When you've had the same job for as long as Kirk Ferentz has coached the Iowa football team, your approach to doing things is bound to rub some people the wrong way.
Ferentz is too classy and respectful to rub fans the wrong way with his behavior, so they focus on other things like his conservative influence, his hiring of much-maligned offensive coordinator Greg Davis and this ridiculous notion that Ferentz favors certain players over others when deciding playing time.
I hear that criticism perhaps more than anything else these days, especially now with the competition being waged at quarterback between junior Jake Rudock and sophomore C.J. Beathard.
Some fans are convinced that Ferentz's stubbornness or loyalty to Rudock, depending on how you see it, is all that is keeping Beathard from being Iowa's next great quarterback. Beathard certainly didn't hurt his cause with his performance against Purdue this past Saturday, leading Iowa to a 24-10 victory in his first career start for an injured Rudock, who had started the previous 17 games in a row.
But the purpose of this column isn't to debate over who deserves to start between Beathard and Rudock, but rather to dispel an unfair criticism about Ferentz, who is in his 16th season as the Iowa coach.
I'm just like so many other fans who sometimes wonder why Iowa doesn't shed its conservative approach on offense and why some seldom-used players aren't redshirted.
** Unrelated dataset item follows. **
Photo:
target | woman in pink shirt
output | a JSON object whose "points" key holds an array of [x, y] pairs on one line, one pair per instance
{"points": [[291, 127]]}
But to think that Ferentz plays favorites or that he values experience over talent is just silly. He values experience because there is no replacing it. But experience only goes so far without a mix of talent.
One of the examples I hear the most about Ferentz favoring seniority was his handling of former Iowa quarterbacks Kyle McCann and Brad Banks in 2001.
McCann started every game that season as a fifth-year senior and led Iowa to its first winning record under Ferentz at 7-5. McCann was by no means a star that season, but he wasn't a liability, either.
Banks saw action in 10 games that season as McCann's backup and was electrifying at times, completing 41-of-68 passes for 582 yards and four touchdowns. He also rushed 41 times for 151 yards and two scores, and led Iowa scoring drives on 17-of-37 possessions that he began.
But Banks also showed a vulnerability in 2001, which was his first at Iowa after playing the previous two seasons at a junior college. He pulled up out of bounds short of the first-down marker in the second half of a 32-26 loss to Michigan. He also completed less than 50 percent of his passes (11-of-23) and threw a costly interception in a 34-28 loss at Wisconsin.
Hindsight is definitely on Banks' side since he went on to have one the greatest seasons ever for an Iowa quarterback in 2002, finishing runner-up for the Heisman Trophy as a senior that season. Many just assume that Banks, if given more playing time, would have been better than McCann in 2001 simply because Banks was so impressive in 2002.
That's a big assumption, though.
Banks had a year of experience under his belt in 2002, and he had a star-studded supporting cast that had improved considerably from the previous season.
I've spoken with Banks about this topic on several occasions and never has he complained or criticized or even suggested that he was treated unfairly in 2001, not even off the record. Banks still was a work in progress in 2001, but Ferentz appreciated his talent enough to create a special role for Banks as the backup.
"I trusted coach Ferentz with that," Banks said in a recent interview. "There were things a lot of people don't know. They didn't know what my comfort level was about it. For me, it was all about being a team guy and being ready to play when I was called upon. That was the biggest thing for me.
"I knew my time would come and I just wanted to seize the moment."
What's so absurd about this belief that Ferentz doesn't use his best players is that he and his assistants see them perform in practice and interact with them on a daily basis, while the rest of us see them play 12 or 13 times in the fall and in a few open practices.
Ferentz has the whole body of work to judge his players, whereas we only have flashes. Ferentz also has more than three decades of coaching experience to help him make personnel decisions.
It's been suggested to me more than once that since Ferentz has so much job security with his contract lasting through Jan. 2020 he isn't worried about the results of playing favorites. That might be the stupidest thing I've ever heard in over two decades of covering the Iowa program.
Ferentz has shown before that he will switch quarterbacks if he feels it give Iowa its best chance of winning.
I might not agree with all his coaching decisions and his teams are boring to watch at times, especially on offense. But I believe that Ferentz is fair and has too much integrity to use players who don't deserve to be on the field.
My guess is that Rudock, if healthy, will get the start over Beathard in Iowa's next game against Indiana on Oct. 11 at Kinnick Stadium. Ferentz will base his decision not on who he likes the most, but who he feels is most deserving to start and gives Iowa its best chance of winning.
Why is that so hard for some fans to believe?